Being invited to speak recently at the Global Eco Conference in Noosa had the added attraction of letting me visit a part of the world I’d never been to before.

With a focus on indigenous tourism, they certainly put me to work with three keynotes, two panels and a lunch meeting with Tourism Noosa. The people at Ecotourism Australia, who ran the event, are bound  by their passion for what they do and the fact they are outliers from the mainstream tourism, which is very dominant in Australia.  There were many things that surprised me about this conference but none more that the fact that Ecotourism Australia is not supported by Tourism Australia.

While I think the new “There’s nothing like … Australia” campaign by Tourism Australia is beautifully shot, it certainly doesn’t appeal to an international audience. It’s very patriotic and would be a stellar campaign to stimulate domestic travel, but the underlying questions on my trip centred on the support for indigenous tourism. This is a big interest for international tourists and Ecotourism Australia. It never entered my mind that Tourism Australia would not be supporting such a prestigious event or issue.

Ecotourism Australia has been a pioneer and early adopter in the ecotourism industry, but without the support of the major tourism arm in Australia, its impact will be limited.  I am in disbelief that it does not get funding to increase the awareness around the cause and establish a leadership position because it has everyone’s ear.

I spoke with many of the other speakers, who range from the UN to some of the most influential private-sector companies before confirming my attendance, in order to compare notes about the issues and see if we can have a positive impact in the area. This eco-travel community has been built over 18 years, though there were no senior people in attendance from Tourism Australia and that is simply too bad. Tourism Australia is being left behind while globally sustainability has become a mainstream issue and is at the forefront of everyone else’s agenda.

Tourism Noosa and Noosa itself (as a destination) were fantastic: so underrated and surprisingly different from other coastal destinations in Australia. What stood out for me is the sense of community and almost village-like atmosphere that was not only charming but surprisingly authentic. I lunched with the board of Tourism Noosa and we had a spirited debate in the most beautiful restaurant overlooking the ocean.

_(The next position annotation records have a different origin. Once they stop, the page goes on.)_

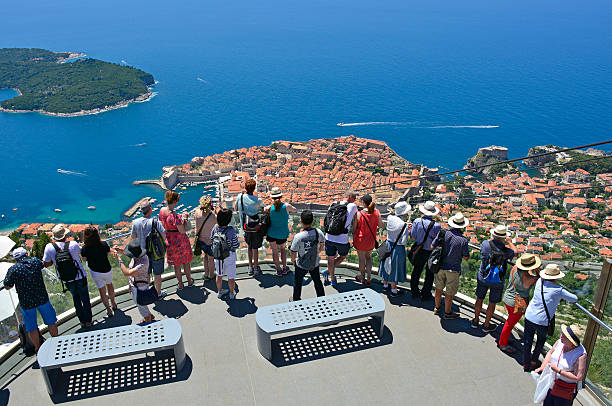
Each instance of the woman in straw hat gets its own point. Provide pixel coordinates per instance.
(278, 230)
(393, 269)
(205, 221)
(522, 278)
(567, 358)
(547, 295)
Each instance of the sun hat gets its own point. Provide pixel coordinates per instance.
(551, 272)
(429, 208)
(19, 252)
(133, 249)
(205, 202)
(528, 262)
(458, 221)
(500, 231)
(59, 232)
(6, 245)
(402, 208)
(572, 333)
(276, 193)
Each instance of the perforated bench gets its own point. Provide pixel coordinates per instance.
(320, 311)
(63, 351)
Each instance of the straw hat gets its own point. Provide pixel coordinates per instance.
(572, 333)
(59, 232)
(529, 262)
(551, 272)
(500, 231)
(402, 208)
(276, 193)
(429, 208)
(458, 221)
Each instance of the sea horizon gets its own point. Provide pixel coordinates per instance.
(434, 81)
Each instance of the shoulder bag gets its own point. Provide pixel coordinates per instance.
(415, 248)
(551, 321)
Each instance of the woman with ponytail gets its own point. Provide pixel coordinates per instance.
(278, 230)
(364, 237)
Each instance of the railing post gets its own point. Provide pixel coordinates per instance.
(599, 305)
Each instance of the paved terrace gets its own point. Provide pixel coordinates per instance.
(420, 360)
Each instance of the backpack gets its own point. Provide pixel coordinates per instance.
(311, 251)
(257, 223)
(495, 271)
(335, 219)
(66, 266)
(155, 244)
(434, 263)
(220, 246)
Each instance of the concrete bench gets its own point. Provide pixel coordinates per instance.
(320, 311)
(80, 348)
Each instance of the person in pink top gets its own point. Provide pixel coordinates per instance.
(179, 251)
(364, 237)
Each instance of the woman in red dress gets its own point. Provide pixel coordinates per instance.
(179, 251)
(364, 237)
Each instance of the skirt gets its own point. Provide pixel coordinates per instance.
(397, 264)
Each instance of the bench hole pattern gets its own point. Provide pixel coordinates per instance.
(322, 309)
(100, 342)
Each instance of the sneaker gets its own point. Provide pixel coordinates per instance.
(451, 316)
(490, 329)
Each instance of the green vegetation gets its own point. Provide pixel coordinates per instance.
(54, 87)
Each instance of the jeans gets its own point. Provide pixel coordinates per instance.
(80, 298)
(420, 262)
(530, 330)
(299, 278)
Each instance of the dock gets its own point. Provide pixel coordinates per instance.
(132, 210)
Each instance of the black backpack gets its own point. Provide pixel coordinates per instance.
(67, 268)
(335, 219)
(156, 246)
(434, 263)
(220, 246)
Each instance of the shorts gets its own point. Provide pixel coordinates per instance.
(449, 280)
(46, 311)
(102, 278)
(253, 239)
(156, 267)
(206, 248)
(279, 241)
(227, 267)
(495, 294)
(331, 248)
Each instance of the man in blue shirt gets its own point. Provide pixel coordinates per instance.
(26, 276)
(419, 232)
(455, 249)
(500, 237)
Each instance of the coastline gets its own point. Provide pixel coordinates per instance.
(124, 103)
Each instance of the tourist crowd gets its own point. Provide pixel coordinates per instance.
(432, 248)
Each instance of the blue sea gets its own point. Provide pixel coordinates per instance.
(271, 69)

I was rather argumentative about their new campaign and debated their target audience. I felt that what they have is a special opportunity to differentiate based on their people and cultural assets.  We talked about the use of social media and how they presently use this space. I will say that the group I was expecting would have been rather stiff or conservative, but the group I found was not at all. I really enjoyed our lunch and not only did I learn a lot about the region, but I even committed to coming back with my kids.